The aim of this study was to investigate the hypothesis that inflammation in IBD could be modified by stress levels.  We proposed that increased psychological stress worsened inflammation and that relaxation achieved by hypnosis reduced inflammation.  We investigated the contrasting pro- and anti- inflammatory effects of an acute psychological stress test and hypnosis on the general and rectal inflammatory response in patients with UC and healthy controls.  Before and after these procedures, the level of inflammation in blood samples was assessed by measurement of serum inflammatory mediators and their production by stimulated blood, white blood cell count and platelet function.  The function of the rectal lining, where inflammation is most marked in patients with UC, was evaluated by measurement of its release of inflammatory molecules, and by recording of blood flow using a special laser probe.  The cardiovascular to stress and hypnotherapy was quantified by measurement of pulse and blood pressure. Each patient’s background level of chronic stress was also measured using various questionnaires.

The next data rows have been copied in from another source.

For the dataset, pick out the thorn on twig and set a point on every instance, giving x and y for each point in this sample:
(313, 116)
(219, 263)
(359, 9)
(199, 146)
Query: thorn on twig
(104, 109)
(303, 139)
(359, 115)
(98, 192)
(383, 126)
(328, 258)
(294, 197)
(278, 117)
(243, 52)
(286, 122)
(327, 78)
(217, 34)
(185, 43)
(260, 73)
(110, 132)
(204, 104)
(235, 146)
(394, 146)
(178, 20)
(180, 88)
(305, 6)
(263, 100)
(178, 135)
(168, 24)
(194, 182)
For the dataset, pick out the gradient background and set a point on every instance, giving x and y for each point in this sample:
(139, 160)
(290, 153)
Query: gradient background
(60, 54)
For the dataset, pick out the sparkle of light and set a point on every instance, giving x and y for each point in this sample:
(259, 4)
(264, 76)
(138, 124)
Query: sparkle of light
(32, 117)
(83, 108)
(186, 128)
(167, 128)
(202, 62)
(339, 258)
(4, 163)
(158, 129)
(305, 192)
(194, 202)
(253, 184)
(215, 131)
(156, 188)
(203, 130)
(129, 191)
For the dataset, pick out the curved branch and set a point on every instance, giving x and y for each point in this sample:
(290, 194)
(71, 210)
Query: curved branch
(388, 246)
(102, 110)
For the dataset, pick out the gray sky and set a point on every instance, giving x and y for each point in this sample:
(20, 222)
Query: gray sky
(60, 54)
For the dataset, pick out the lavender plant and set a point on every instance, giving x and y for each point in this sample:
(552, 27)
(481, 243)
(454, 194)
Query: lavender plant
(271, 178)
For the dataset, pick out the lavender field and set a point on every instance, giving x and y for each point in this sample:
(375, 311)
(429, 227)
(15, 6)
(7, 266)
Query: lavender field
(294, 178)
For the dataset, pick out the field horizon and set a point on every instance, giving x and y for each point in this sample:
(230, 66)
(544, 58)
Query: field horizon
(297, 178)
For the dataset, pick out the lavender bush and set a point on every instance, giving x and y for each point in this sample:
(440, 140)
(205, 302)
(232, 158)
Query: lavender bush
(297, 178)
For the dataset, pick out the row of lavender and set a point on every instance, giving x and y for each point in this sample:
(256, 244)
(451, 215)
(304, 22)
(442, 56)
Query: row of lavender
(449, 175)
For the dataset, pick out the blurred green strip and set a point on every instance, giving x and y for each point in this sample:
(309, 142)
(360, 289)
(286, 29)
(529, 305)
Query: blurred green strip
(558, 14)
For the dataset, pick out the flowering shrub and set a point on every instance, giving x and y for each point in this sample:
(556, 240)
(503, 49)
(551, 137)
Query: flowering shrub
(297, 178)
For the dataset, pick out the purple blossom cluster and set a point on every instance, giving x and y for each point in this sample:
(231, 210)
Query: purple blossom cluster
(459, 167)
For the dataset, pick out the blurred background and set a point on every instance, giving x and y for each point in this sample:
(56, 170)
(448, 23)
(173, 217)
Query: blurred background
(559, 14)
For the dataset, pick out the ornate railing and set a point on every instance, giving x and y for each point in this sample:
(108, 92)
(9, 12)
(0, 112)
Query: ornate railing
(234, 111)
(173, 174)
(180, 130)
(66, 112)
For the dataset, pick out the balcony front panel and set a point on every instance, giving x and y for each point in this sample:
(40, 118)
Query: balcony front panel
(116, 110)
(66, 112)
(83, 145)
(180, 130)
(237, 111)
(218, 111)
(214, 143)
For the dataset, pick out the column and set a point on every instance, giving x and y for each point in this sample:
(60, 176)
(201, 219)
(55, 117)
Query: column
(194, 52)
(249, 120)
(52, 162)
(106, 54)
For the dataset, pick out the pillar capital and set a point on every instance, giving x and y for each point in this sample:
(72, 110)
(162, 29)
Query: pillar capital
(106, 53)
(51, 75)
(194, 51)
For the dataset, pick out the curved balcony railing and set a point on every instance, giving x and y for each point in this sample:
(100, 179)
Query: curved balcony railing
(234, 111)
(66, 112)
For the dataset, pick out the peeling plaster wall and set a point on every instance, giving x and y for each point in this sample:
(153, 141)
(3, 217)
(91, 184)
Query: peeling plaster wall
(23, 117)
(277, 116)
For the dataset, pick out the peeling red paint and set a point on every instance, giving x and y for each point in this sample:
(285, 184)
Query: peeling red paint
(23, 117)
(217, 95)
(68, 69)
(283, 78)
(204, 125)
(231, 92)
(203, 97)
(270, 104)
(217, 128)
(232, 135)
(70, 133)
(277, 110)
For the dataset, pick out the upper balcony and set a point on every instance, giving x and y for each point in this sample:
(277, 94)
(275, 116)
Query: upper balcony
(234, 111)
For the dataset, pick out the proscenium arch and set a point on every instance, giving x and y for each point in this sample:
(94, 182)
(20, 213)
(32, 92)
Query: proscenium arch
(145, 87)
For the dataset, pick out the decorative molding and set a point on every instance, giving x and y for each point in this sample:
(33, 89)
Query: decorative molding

We found that stress increased the production of inflammatory mediators by stimulated blood, increased total white cell count and activated platelets.  In the rectum, the release of TNF-alpha and oxygen free radicals, key inflammatory molecules, was increased.  The data relating to hypnotherapy is being analyzed.

We hope that these studies of the effects of psychological stress and hypnotherapy on inflammation in the body as a whole, and rectum in particular, have improved our understanding of the causation of IBD and may lead ultimately to new therapeutic approaches.  Indeed, in the longer term, we hope this work may lead to clinical trials of the efficacy and safety of hypnotherapy in patients with UC and Crohn’s disease.